Hi Arseny,
On Mon, Jul 26, 2021 at 07:31:33PM +0300, Arseny Krasnov wrote:
This patchset implements support of MSG_EOR bit for SEQPACKET
AF_VSOCK sockets over virtio transport.
Idea is to distinguish concepts of 'messages' and 'records'.
Message is result of sending calls: 'write()', 'send()', 'sendmsg()'
etc. It has fixed maximum length, and it bounds are visible using
return from receive calls: 'read()', 'recv()', 'recvmsg()' etc.
Current implementation based on message definition above.

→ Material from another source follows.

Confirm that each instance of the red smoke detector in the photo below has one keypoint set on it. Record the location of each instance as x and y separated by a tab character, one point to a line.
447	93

Okay, so the implementation we merged is wrong right?
Should we disable the feature bit in stable kernels that contain it? Or
maybe we can backport the fixes...
Record has unlimited length, it consists of multiple message,
and bounds of record are visible via MSG_EOR flag returned from
'recvmsg()' call. Sender passes MSG_EOR to sending system call and
receiver will see MSG_EOR when corresponding message will be processed.
To support MSG_EOR new bit was added along with existing
'VIRTIO_VSOCK_SEQ_EOR': 'VIRTIO_VSOCK_SEQ_EOM'(end-of-message) - now it
works in the same way as 'VIRTIO_VSOCK_SEQ_EOR'. But 'VIRTIO_VSOCK_SEQ_EOR'
is used to mark 'MSG_EOR' bit passed from userspace.

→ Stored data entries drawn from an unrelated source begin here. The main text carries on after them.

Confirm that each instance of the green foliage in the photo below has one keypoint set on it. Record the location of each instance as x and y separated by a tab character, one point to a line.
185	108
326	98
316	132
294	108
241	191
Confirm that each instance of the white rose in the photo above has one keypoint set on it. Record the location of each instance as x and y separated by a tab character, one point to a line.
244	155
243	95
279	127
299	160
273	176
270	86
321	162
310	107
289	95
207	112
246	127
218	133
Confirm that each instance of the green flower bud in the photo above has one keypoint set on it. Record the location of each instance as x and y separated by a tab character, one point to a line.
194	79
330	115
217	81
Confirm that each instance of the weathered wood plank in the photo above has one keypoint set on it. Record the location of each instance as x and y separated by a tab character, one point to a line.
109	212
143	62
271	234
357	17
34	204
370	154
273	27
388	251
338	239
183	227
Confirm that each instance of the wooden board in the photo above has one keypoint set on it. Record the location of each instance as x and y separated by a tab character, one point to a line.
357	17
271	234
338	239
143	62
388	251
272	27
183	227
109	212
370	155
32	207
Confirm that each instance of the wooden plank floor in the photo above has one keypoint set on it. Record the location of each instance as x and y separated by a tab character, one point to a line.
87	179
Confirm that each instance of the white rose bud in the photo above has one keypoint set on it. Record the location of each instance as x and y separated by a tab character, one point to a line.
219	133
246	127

I understand that it makes sense to remap VIRTIO_VSOCK_SEQ_EOR to
MSG_EOR to make the user understand the boundaries, but why do we need
EOM as well?
Why do we care about the boundaries of a message within a record?
I mean, if the sender makes 3 calls:
send(A1,0)
send(A2,0)
send(A3, MSG_EOR);
IIUC it should be fine if the receiver for example receives all in one
single recv() calll with MSG_EOR set, so why do we need EOM?